To this day, Big Pharma companies are unwilling to disclose their underlying clinical trial data. The most recent example was Pfizer’s COVID-19 vaccine. In September 2021, a month after the vaccine was fully approved by the U.S. Food and Drug Administration (FDA), a group of medical researchers and scientists sued the agency for releasing 451,000 pages of scientific papers it had evaluated before it was awarded. . the full approval of the vaccine. While it took the agency just 108 days to adequately evaluate these documents before formally approving the vaccine, the FDA (with Pfizer seeking to join the lawsuit) argued that the fastest way to release the data is 500 pages a month. was, meaning it would be seventy-five years before the documents were fully released. On January 6, 2022, U.S. District Judge Mark Pittman ruled that the FDA must release 55,000 (not 500) pages of the documents each month until they are complete.
I want to be clear that I’m a big believer in getting vaccinated and boosted (especially for people age 65 and older), the CDC’s analysis of real-world data shows that unvaccinated adults last December had 41 times the risk to die from COVID -19 compared to fully vaccinated and boosted adults. But I am equally as convinced that physicians and the public should have access to the underlying clinical trial data on which FDA approval is based now — not seventy-five years from now.
The lack of transparency of clinical trial data in peer review is similar around the world. But in the US, the effect is much greater because of our unique pharmaceutical policies. We don’t have a formal assessment comparing the medical benefit and economic value of new drugs to older therapies, so healthcare professionals don’t have access to this all-important information.

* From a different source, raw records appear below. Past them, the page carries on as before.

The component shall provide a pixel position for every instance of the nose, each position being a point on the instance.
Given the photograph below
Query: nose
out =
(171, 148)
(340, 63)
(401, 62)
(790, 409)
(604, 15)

Federally funded clinical practice guidelines are not allowed to include the relative costs of therapies in their recommendations, meaning they do not account for the possibility of a drug unnecessarily bankrupting patients or driving up health insurance costs. Furthermore, the price of branded drugs is not regulated in this country, which is why they cost 3.5 times more in the US than in other OECD countries. And unregulated pricing raises the reward-to-risk ratio for overly aggressive marketing practices in the US
Industry control over what doctors think about optimal therapies explains why new, expensive drugs are more widely used in the US than in other countries. Without access to actual clinical trial data, medical journals publish uncontrolled articles that doctors then rely on to treat their patients. Although prescription drugs account for “only” 17% of US health care spending, this has become a “tail-wagging” situation: The drug companies control the “knowledge” that informs physicians’ clinical decisions. This leads to soaring pharmaceutical profits and crippling healthcare costs, while doctors don’t know which therapies are more effective or efficient. Americans deserve better.